Re: [PATCH v3 5/8] arm64: Fix incorrect irqflag restore for priority masking

From: Marc Zyngier
Date: Fri Jun 07 2019 - 12:33:51 EST


On 06/06/2019 10:31, Julien Thierry wrote:
> When using IRQ priority masking to disable interrupts, in order to deal
> with the PSR.I state, local_irq_save() would convert the I bit into a
> PMR value (GIC_PRIO_IRQOFF). This resulted in local_irq_restore()
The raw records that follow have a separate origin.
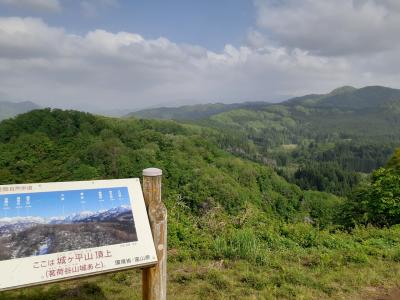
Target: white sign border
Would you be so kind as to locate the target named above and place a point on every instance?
(141, 249)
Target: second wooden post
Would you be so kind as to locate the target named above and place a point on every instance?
(154, 279)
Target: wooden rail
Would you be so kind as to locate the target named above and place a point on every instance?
(154, 279)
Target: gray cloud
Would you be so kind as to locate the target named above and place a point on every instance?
(332, 27)
(37, 5)
(124, 70)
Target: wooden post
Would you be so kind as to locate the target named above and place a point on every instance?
(154, 279)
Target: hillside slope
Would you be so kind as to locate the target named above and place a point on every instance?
(11, 109)
(191, 112)
(236, 229)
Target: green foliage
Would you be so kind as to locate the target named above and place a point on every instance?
(11, 109)
(235, 226)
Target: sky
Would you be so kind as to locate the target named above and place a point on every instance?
(128, 55)
(62, 204)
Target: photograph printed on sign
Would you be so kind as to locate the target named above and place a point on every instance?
(33, 224)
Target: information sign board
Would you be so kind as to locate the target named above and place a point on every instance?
(57, 231)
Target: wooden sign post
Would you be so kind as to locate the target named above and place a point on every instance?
(154, 279)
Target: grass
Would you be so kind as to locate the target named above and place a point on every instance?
(284, 277)
(304, 264)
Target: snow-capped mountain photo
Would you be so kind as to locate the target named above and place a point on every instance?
(66, 221)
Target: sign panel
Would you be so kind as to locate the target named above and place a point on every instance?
(57, 231)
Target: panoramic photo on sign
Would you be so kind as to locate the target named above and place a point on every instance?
(55, 231)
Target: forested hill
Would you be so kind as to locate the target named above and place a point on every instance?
(11, 109)
(191, 112)
(57, 145)
(235, 227)
(320, 142)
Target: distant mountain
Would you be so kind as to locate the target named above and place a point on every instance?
(192, 112)
(370, 97)
(11, 109)
(84, 216)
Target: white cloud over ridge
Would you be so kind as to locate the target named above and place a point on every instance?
(125, 70)
(37, 5)
(332, 27)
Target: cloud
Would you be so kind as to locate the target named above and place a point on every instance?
(331, 27)
(92, 8)
(109, 70)
(36, 5)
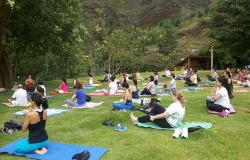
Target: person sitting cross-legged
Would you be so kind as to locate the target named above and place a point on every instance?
(79, 95)
(219, 101)
(127, 99)
(35, 122)
(19, 98)
(165, 117)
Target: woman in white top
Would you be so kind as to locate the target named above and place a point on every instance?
(151, 88)
(165, 117)
(219, 100)
(172, 85)
(112, 88)
(192, 81)
(156, 78)
(90, 78)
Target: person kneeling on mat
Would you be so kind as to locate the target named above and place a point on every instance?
(150, 89)
(127, 99)
(35, 121)
(165, 117)
(79, 95)
(219, 101)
> potentially modifying the value of PMR in undesired location due to the
> state of PSR.I upon flag saving [1].
>
> In an attempt to solve this issue in a less hackish manner, introduce
> a bit (GIC_PRIO_IGNORE_PMR) for the PMR values that can represent
> whether PSR.I is being used to disable interrupts, in which case it
> takes precedence of the status of interrupt masking via PMR.
>
> GIC_PRIO_IGNORE_PMR is chosen such that (<pmr_value> |
> GIC_PRIO_IGNORE_PMR) does not mask more interrupts than <pmr_value> as
> some sections (e.g. arch_cpu_idle(), interrupt acknowledge path)
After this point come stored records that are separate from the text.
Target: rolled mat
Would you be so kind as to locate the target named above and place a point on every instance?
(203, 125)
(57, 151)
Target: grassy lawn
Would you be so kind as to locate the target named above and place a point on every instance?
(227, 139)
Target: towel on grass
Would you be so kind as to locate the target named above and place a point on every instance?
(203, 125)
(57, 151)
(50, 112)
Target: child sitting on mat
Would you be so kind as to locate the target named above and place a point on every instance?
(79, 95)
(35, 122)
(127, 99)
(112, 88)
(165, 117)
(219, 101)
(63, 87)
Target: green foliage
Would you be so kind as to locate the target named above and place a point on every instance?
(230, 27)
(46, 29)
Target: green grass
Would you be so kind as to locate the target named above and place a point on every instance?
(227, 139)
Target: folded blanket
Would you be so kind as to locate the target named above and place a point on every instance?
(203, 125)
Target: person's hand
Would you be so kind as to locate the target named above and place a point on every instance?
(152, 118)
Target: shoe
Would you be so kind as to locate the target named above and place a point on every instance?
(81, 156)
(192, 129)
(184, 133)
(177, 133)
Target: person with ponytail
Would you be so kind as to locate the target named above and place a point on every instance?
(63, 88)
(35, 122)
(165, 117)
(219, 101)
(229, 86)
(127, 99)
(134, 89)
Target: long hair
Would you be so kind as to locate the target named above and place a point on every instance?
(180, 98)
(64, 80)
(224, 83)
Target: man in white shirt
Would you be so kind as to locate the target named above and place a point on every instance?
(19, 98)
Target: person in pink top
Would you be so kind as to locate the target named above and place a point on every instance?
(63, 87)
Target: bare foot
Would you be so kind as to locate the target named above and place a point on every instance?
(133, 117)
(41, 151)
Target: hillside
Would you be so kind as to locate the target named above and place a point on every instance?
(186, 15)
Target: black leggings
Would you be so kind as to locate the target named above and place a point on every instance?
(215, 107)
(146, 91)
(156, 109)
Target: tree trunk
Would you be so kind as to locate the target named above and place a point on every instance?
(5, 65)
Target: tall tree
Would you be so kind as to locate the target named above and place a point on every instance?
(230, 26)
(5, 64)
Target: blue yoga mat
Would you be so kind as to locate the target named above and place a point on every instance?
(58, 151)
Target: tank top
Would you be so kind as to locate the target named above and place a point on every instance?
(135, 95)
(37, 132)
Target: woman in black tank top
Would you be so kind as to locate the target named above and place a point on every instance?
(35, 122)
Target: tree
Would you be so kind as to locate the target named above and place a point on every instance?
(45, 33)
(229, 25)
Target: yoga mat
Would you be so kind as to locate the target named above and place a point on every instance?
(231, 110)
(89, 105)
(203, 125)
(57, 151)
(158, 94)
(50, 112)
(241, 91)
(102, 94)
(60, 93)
> requires PMR not to mask interrupts that could be signaled to the
> CPU when using only PSR.I.
>

s/GIC_PRIO_IGNORE_PMR/GIC_PRIO_PSR_I_SET/

> [1] https://www.spinics.net/lists/arm-kernel/msg716956.html
>
> Fixes: commit 4a503217ce37 ("arm64: irqflags: Use ICC_PMR_EL1 for interrupt masking")
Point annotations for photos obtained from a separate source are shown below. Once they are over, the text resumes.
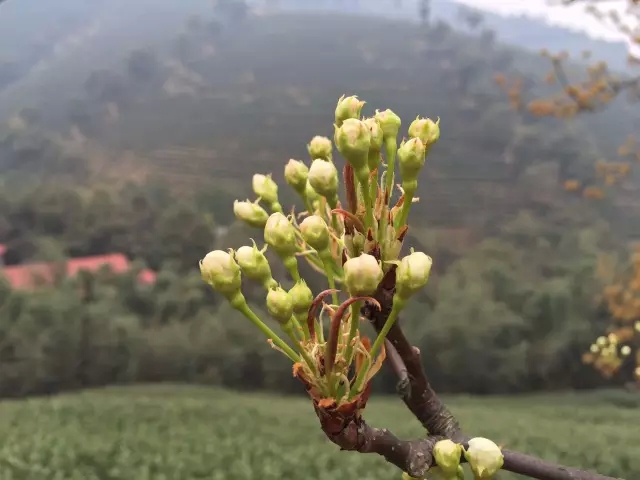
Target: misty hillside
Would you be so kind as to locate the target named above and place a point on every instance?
(217, 95)
(521, 31)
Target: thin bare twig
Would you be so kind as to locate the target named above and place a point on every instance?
(415, 457)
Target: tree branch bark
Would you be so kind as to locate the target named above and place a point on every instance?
(415, 457)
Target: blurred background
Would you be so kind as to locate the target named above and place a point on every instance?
(127, 130)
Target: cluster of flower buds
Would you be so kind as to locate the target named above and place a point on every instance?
(355, 242)
(483, 456)
(609, 353)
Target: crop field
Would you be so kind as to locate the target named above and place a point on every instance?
(182, 433)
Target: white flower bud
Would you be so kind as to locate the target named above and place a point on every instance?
(301, 296)
(315, 232)
(353, 140)
(280, 234)
(484, 456)
(296, 173)
(265, 188)
(389, 122)
(447, 454)
(426, 130)
(219, 269)
(348, 107)
(320, 147)
(411, 159)
(280, 305)
(323, 178)
(250, 213)
(412, 274)
(362, 275)
(254, 265)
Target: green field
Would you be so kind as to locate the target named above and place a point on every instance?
(168, 432)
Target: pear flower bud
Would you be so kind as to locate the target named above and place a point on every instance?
(485, 457)
(250, 213)
(362, 275)
(315, 232)
(296, 173)
(412, 274)
(447, 455)
(280, 234)
(353, 140)
(426, 130)
(280, 305)
(219, 269)
(301, 296)
(255, 265)
(411, 158)
(265, 188)
(320, 147)
(348, 107)
(311, 194)
(389, 122)
(323, 177)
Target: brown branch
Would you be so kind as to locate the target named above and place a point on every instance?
(350, 432)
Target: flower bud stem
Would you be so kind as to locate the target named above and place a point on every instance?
(289, 329)
(327, 264)
(276, 207)
(366, 195)
(398, 306)
(239, 302)
(390, 150)
(409, 191)
(353, 330)
(301, 319)
(291, 264)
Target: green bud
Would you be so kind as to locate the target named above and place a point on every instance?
(280, 234)
(484, 456)
(280, 305)
(219, 269)
(302, 297)
(412, 274)
(411, 158)
(296, 173)
(265, 188)
(320, 147)
(323, 177)
(389, 122)
(362, 275)
(315, 232)
(311, 194)
(348, 107)
(447, 454)
(254, 265)
(250, 213)
(426, 130)
(353, 140)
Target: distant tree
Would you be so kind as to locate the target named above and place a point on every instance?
(619, 351)
(142, 65)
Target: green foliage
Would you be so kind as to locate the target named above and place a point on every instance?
(188, 433)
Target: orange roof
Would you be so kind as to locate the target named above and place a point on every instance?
(30, 275)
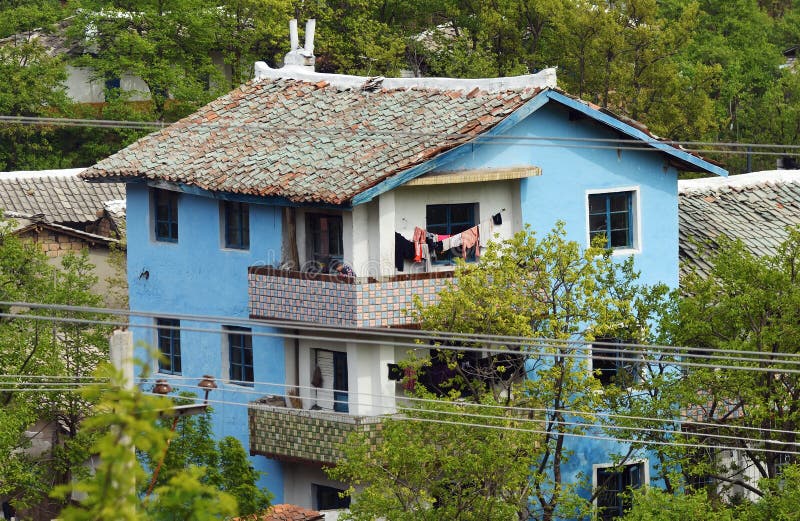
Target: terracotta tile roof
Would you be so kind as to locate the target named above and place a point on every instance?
(309, 142)
(60, 196)
(755, 208)
(284, 513)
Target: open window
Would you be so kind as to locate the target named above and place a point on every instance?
(613, 485)
(614, 363)
(451, 219)
(612, 216)
(330, 378)
(236, 225)
(169, 345)
(165, 215)
(324, 239)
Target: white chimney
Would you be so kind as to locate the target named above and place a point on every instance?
(302, 57)
(293, 38)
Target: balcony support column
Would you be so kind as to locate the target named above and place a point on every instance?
(361, 237)
(387, 227)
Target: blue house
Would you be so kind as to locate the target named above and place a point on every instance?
(234, 211)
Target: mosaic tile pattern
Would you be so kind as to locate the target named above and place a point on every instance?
(296, 434)
(330, 300)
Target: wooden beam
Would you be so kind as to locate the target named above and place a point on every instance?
(480, 175)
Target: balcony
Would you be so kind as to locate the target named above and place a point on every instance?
(338, 301)
(288, 434)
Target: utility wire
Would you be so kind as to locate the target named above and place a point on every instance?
(545, 432)
(413, 335)
(576, 353)
(391, 134)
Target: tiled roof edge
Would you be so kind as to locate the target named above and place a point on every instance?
(706, 184)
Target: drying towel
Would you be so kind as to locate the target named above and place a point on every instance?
(403, 249)
(418, 240)
(469, 238)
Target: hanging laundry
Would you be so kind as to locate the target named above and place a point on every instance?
(403, 249)
(485, 232)
(469, 239)
(418, 240)
(454, 241)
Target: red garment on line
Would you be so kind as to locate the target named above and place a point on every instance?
(418, 240)
(469, 238)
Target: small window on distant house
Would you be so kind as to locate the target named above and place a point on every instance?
(614, 363)
(236, 219)
(165, 205)
(328, 498)
(325, 238)
(169, 345)
(240, 355)
(611, 217)
(450, 219)
(613, 483)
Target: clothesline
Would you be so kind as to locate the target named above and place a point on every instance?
(424, 244)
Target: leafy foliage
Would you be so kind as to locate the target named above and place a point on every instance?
(125, 421)
(525, 286)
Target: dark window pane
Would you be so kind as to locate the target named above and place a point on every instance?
(597, 203)
(619, 238)
(597, 223)
(169, 345)
(619, 221)
(618, 202)
(450, 219)
(240, 349)
(436, 215)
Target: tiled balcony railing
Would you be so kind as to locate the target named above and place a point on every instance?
(333, 300)
(303, 435)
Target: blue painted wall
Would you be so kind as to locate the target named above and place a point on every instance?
(560, 193)
(198, 276)
(570, 169)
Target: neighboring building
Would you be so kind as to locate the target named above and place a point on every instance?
(81, 84)
(232, 210)
(755, 208)
(64, 214)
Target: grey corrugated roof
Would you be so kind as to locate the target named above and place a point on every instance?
(59, 195)
(755, 208)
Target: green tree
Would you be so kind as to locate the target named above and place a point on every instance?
(225, 463)
(41, 354)
(125, 421)
(536, 288)
(748, 306)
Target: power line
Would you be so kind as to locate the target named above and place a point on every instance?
(539, 141)
(545, 432)
(417, 335)
(576, 353)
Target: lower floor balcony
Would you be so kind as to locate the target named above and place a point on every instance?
(314, 436)
(341, 301)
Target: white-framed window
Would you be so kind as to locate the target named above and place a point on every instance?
(164, 204)
(614, 215)
(612, 484)
(238, 347)
(235, 220)
(615, 363)
(168, 340)
(451, 219)
(330, 378)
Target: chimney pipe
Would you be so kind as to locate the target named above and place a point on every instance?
(293, 37)
(311, 25)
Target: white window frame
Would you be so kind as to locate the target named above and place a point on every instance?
(635, 211)
(644, 462)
> Signed-off-by: Julien Thierry <julien.thierry@xxxxxxx>
> Reported-by: Zenghui Yu <yuzenghui@xxxxxxxxxx>
> Cc: Steven Rostedt <rostedt@xxxxxxxxxxx>
> Cc: Wei Li <liwei391@xxxxxxxxxx>
> Cc: Catalin Marinas <catalin.marinas@xxxxxxx>
> Cc: Will Deacon <will.deacon@xxxxxxx>
> Cc: Christoffer Dall <christoffer.dall@xxxxxxx>
> Cc: Marc Zyngier <marc.zyngier@xxxxxxx>
> Cc: James Morse <james.morse@xxxxxxx>
> Cc: Suzuki K Pouloze <suzuki.poulose@xxxxxxx>
> Cc: Oleg Nesterov <oleg@xxxxxxxxxx>
> ---
> arch/arm64/include/asm/arch_gicv3.h | 4 ++-
> arch/arm64/include/asm/daifflags.h | 68 ++++++++++++++++++++++---------------
> arch/arm64/include/asm/irqflags.h | 67 +++++++++++++++---------------------
> arch/arm64/include/asm/kvm_host.h | 7 ++--
> arch/arm64/include/asm/ptrace.h | 10 ++++--
> arch/arm64/kernel/entry.S | 38 ++++++++++++++++++---
> arch/arm64/kernel/process.c | 2 +-
> arch/arm64/kernel/smp.c | 8 +++--
> arch/arm64/kvm/hyp/switch.c | 2 +-
> 9 files changed, 123 insertions(+), 83 deletions(-)
>
> diff --git a/arch/arm64/include/asm/arch_gicv3.h b/arch/arm64/include/asm/arch_gicv3.h
> index 14b41dd..9e991b6 100644
> --- a/arch/arm64/include/asm/arch_gicv3.h
> +++ b/arch/arm64/include/asm/arch_gicv3.h
> @@ -163,7 +163,9 @@ static inline bool gic_prio_masking_enabled(void)
>
> static inline void gic_pmr_mask_irqs(void)
> {
> - BUILD_BUG_ON(GICD_INT_DEF_PRI <= GIC_PRIO_IRQOFF);
> + BUILD_BUG_ON(GICD_INT_DEF_PRI < (GIC_PRIO_IRQOFF |
> + GIC_PRIO_PSR_I_SET));
> + BUILD_BUG_ON(GICD_INT_DEF_PRI >= GIC_PRIO_IRQON);
> gic_write_pmr(GIC_PRIO_IRQOFF);
> }
>
> diff --git a/arch/arm64/include/asm/daifflags.h b/arch/arm64/include/asm/daifflags.h
> index db452aa..f93204f 100644
> --- a/arch/arm64/include/asm/daifflags.h
> +++ b/arch/arm64/include/asm/daifflags.h
> @@ -18,6 +18,7 @@
>
> #include <linux/irqflags.h>
>
> +#include <asm/arch_gicv3.h>
> #include <asm/cpufeature.h>
>
> #define DAIF_PROCCTX 0
> @@ -32,6 +33,11 @@ static inline void local_daif_mask(void)
> :
> :
> : "memory");
> +
> + /* Don't really care for a dsb here, we don't intend to enable IRQs */
> + if (system_uses_irq_prio_masking())
> + gic_write_pmr(GIC_PRIO_IRQON | GIC_PRIO_PSR_I_SET);
> +
> trace_hardirqs_off();
> }
>
> @@ -43,7 +49,7 @@ static inline unsigned long local_daif_save(void)
>
> if (system_uses_irq_prio_masking()) {
> /* If IRQs are masked with PMR, reflect it in the flags */
> - if (read_sysreg_s(SYS_ICC_PMR_EL1) <= GIC_PRIO_IRQOFF)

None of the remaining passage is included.